Historical Development, Major Theories, Themes, Global Organization And Orientation, Impact Of Influential Economic Ideas



The term economics, from the Greek oikonomika, means a science or art of managing the household. In modern usage, it refers to the efficient allocation of scarce resources in the production, distribution, and consumption of goods and services to satisfy various desires. As a branch of knowledge, economics or economic science is the study of how to efficiently use limited resources—natural resources (land), capital, labor, entrepreneurship, and information—to achieve maximum satisfaction of human material wants. Like other social sciences, economics studies human behavior but focuses on maximizing satisfaction or benefit as efficiently as possible or at minimum cost in the production, distribution, and consumption of goods and services. Hence, economics deals with decision making, theory, and management of the economy or economic systems. The decision makers or economic units of the economic system are households, businesses, and government.



Microeconomics is the branch of economics that deals with individual or specific economic units such as an individual industry, firm, or household and their interactions. In 1817, David Ricardo (1772–1823) wrote on the forces that determine the functional distribution of income and the theories of value and price, and it was from these theories that microeconomic theory originated. Microeconomics in the early twenty-first century includes the theory of consumer behavior, theory of production, and the theory of markets. It deals with such topics as prices of a specific product, the number of workers employed in a specific firm, the revenue or income of a particular firm or household, and the expenditures of a specific firm, government entity, or family. Microeconomic analysis focuses mostly on optimization and equilibrium analysis.

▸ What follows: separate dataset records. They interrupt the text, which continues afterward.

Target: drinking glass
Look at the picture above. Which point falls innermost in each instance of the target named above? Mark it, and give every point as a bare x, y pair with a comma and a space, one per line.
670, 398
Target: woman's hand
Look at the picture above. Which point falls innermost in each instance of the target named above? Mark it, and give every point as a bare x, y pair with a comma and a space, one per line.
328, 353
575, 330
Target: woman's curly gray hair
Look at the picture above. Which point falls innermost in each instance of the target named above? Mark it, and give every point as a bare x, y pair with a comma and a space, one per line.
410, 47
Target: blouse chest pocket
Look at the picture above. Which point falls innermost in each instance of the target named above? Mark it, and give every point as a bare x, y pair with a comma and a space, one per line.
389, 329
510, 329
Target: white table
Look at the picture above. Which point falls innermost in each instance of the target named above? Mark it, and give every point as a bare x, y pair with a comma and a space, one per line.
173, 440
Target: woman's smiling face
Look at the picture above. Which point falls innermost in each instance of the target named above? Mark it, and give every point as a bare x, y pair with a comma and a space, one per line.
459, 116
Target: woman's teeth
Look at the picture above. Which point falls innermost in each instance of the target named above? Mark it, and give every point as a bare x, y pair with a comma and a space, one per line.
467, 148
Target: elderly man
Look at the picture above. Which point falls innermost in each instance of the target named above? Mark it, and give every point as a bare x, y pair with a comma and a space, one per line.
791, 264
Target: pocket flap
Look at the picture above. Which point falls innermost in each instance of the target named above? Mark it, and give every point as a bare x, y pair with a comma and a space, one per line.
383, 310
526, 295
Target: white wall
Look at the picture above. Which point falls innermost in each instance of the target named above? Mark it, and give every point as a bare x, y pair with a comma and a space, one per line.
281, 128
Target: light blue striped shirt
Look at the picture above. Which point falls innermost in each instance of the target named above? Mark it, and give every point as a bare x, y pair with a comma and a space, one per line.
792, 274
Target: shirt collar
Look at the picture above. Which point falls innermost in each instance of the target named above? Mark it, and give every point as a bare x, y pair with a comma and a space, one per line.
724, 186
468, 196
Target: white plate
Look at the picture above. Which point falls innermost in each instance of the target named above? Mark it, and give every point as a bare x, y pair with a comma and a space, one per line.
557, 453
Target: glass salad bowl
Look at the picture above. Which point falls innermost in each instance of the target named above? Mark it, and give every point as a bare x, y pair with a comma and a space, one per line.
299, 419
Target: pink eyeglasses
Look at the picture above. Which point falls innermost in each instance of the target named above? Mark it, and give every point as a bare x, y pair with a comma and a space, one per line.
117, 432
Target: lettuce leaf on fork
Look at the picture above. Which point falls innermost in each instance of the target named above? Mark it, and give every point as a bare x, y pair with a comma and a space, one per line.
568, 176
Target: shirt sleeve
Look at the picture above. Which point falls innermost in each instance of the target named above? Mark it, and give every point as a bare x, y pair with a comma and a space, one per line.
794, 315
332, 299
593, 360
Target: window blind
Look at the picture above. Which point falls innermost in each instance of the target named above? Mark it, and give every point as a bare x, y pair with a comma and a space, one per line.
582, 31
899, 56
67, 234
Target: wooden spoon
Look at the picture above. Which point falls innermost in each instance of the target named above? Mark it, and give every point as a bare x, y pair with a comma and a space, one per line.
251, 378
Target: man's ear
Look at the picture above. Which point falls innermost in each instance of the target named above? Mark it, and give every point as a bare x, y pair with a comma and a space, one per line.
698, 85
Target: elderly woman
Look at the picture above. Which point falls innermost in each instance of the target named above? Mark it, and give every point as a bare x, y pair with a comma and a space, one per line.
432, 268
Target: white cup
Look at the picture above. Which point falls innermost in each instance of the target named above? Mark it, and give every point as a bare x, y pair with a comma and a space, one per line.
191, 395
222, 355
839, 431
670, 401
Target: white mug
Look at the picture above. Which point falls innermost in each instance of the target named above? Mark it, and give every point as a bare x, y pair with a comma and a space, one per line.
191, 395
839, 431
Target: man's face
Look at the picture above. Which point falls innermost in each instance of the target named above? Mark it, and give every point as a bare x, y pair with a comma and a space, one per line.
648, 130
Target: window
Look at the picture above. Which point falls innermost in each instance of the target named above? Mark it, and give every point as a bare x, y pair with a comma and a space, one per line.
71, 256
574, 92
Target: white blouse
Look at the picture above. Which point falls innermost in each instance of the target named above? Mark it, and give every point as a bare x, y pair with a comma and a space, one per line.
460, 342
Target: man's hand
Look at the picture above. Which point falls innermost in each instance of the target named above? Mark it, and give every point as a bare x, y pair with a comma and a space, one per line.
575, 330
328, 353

Macroeconomics deals with the aggregate economy and the behavior of its major units—households, businesses, government, and the foreign sector. Developed in the 1930s, macroeconomics was practically invented by the English economist John Maynard Keynes (1883–1946) in his attempt to develop an answer to the Great Depression. Keynes argued that the Great Depression was a problem of insufficient aggregate demand and that if the private economy could not generate sufficient demand, it was the government's responsibility to do so. Macroeconomics focuses on such issues as growth, recessions, inflation, unemployment, and government policy and deals with such topics as total output or gross domestic product (GDP), total employment, total income, aggregate expenditure, and general level of prices.